Master’s programmes are 2U’s sweet spot, and its offerings to university administrators are soup to nuts. Besides software, the company has a small army of social-media-savvy marketers to assist in recruiting. It also finds placements for students in areas like education, nursing and social work. For Georgetown’s midwifery programme, for instance, 2U partnered with hospitals so that each online student delivers 20 to 40 babies by graduation. When USC’s Rossier School of Education demanded that candidates have at least three semester-long teaching placements, 2U built relationships with elementary and high schools in 50 states. So far it has placed over 43,000 students.
For Cory Broussard, 37, who got his MBA from UNC in 2014, it meant not having to quit his day job as an engineer on an offshore platform for Shell in the Gulf of Mexico. “The professors were just brilliant,” says Broussard, who, like all 2U students, attended periodic immersion sessions on campus.
OPMs have a dismal reputation in education circles because they have long been associated with for-profit boiler-room-type operations. They came under the scrutiny of the department of education, in part because they encouraged students to pile on government-backed loans to finance dubious degrees. By avoiding any notion of being an academic institution, 2U has positioned itself as a white-label software-and-services firm with a blue-chip client base. Its graduate offerings are in fields with strong job prospects. Besides UNC, 2U has offerings with schools, including Yale, NYU, UC Berkeley, Tufts, Northwestern and Vanderbilt.
“ If the student wins, the university wins. If the university wins, we win. We believe that.”
-Chip Paucek, chief executive and co-founder, 2U
Timing is everything in business, and 2U’s crisis-era launch was fortunate. With finances strained and digital technologies disrupting nearly every industry, top universities finally accepted online degree programmes as equal to on-campus alternatives. 2U has 64 degree programmes with 26 universities and is adding more than 14 new programmes each year.

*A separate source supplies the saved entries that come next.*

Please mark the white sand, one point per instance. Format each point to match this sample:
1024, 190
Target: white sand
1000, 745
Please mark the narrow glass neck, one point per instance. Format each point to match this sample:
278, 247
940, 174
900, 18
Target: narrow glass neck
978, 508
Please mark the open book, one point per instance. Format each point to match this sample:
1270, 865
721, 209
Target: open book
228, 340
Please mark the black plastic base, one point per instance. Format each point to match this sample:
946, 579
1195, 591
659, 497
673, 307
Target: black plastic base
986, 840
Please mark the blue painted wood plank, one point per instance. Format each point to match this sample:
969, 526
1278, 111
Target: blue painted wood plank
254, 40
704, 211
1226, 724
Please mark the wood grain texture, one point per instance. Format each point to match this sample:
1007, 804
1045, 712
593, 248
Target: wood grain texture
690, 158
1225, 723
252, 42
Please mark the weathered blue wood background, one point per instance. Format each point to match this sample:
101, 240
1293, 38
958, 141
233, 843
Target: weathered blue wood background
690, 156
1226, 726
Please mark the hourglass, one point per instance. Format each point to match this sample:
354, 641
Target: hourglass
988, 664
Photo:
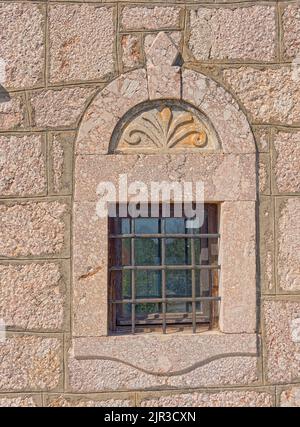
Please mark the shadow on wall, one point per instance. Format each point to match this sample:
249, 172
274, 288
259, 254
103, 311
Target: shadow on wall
4, 95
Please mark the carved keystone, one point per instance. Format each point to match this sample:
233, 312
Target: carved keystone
164, 78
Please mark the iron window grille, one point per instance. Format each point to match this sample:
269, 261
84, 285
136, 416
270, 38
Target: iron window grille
162, 275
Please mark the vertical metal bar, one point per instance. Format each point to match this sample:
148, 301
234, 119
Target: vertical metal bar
163, 273
193, 285
132, 224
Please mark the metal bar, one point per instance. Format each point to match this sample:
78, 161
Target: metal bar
132, 224
167, 236
163, 300
193, 285
165, 267
163, 274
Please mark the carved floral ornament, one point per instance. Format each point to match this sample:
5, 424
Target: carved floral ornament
165, 128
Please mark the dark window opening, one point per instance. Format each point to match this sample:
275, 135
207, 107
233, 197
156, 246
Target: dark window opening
163, 275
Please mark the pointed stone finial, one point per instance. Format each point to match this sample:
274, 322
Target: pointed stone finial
162, 50
164, 78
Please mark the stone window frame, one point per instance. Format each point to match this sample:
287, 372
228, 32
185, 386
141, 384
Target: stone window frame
230, 180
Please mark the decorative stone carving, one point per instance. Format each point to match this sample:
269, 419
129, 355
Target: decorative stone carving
164, 128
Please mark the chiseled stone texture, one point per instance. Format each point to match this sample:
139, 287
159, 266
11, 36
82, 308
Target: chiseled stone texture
286, 161
61, 162
270, 95
30, 363
22, 165
210, 168
81, 42
228, 398
291, 30
33, 228
266, 234
238, 261
132, 55
93, 400
150, 18
110, 375
32, 296
282, 340
290, 397
13, 113
59, 108
107, 108
21, 44
288, 243
10, 401
239, 33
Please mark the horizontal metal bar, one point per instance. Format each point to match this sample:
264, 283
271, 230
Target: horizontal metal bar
165, 267
170, 236
163, 300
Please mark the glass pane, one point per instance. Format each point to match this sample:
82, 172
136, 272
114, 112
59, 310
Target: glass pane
178, 251
175, 225
178, 283
148, 284
147, 251
146, 225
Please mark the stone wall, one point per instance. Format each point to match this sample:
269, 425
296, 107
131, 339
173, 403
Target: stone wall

Paucek, 47, 2U’s mastermind, has been involved in educational ventures since the early 1990s. In the 2000s, Paucek ran Hooked on Phonics for Sylvan Learning. After its parent company was sold, Paucek partnered with John Katzman, the founder of Princeton Review, to start 2U in 2008.
2U’s success has sparked a deluge of competitors, including a new outfit from Katzman, who left in 2012. There are others: Coursera, which operates massive open online courses (Mooc), manages a $22,000-a-year MBA at the University of Illinois and will soon start programmes at Michigan and Pennsylvania. Edx, a Mooc founded by Harvard and MIT, offers a master of science in analytics from Georgia Tech for less than $10,000 and will launch 13 other programmes. Overall, the number of OPMs is 30 and rising, according to Eduventures Research.
If that weren’t enough, schools like Harvard and Cornell are building their own systems. Short-sellers are thus eyeing 2U, as margin pressure is inevitable.
Paucek is undeterred. Last May he acquired short-course provider GetSmarter, which offers certificate programmes in data science, artificial intelligence and blockchain. Recently, 2U became the first OPM to offer a juris doctor. Paucek also plans to offer medical, dental and veterinarian degrees.
Don’t underestimate 2U’s first-mover advantage. In academia, where risk-taking is anathema, reputation and word of mouth often trump hard economic analysis. “It’s a pretty simple business,” Paucek says, whose 2U stake is worth $100 million. “If the student wins, the university wins. If the university wins, we win. We believe that. It’s not some PR talk.”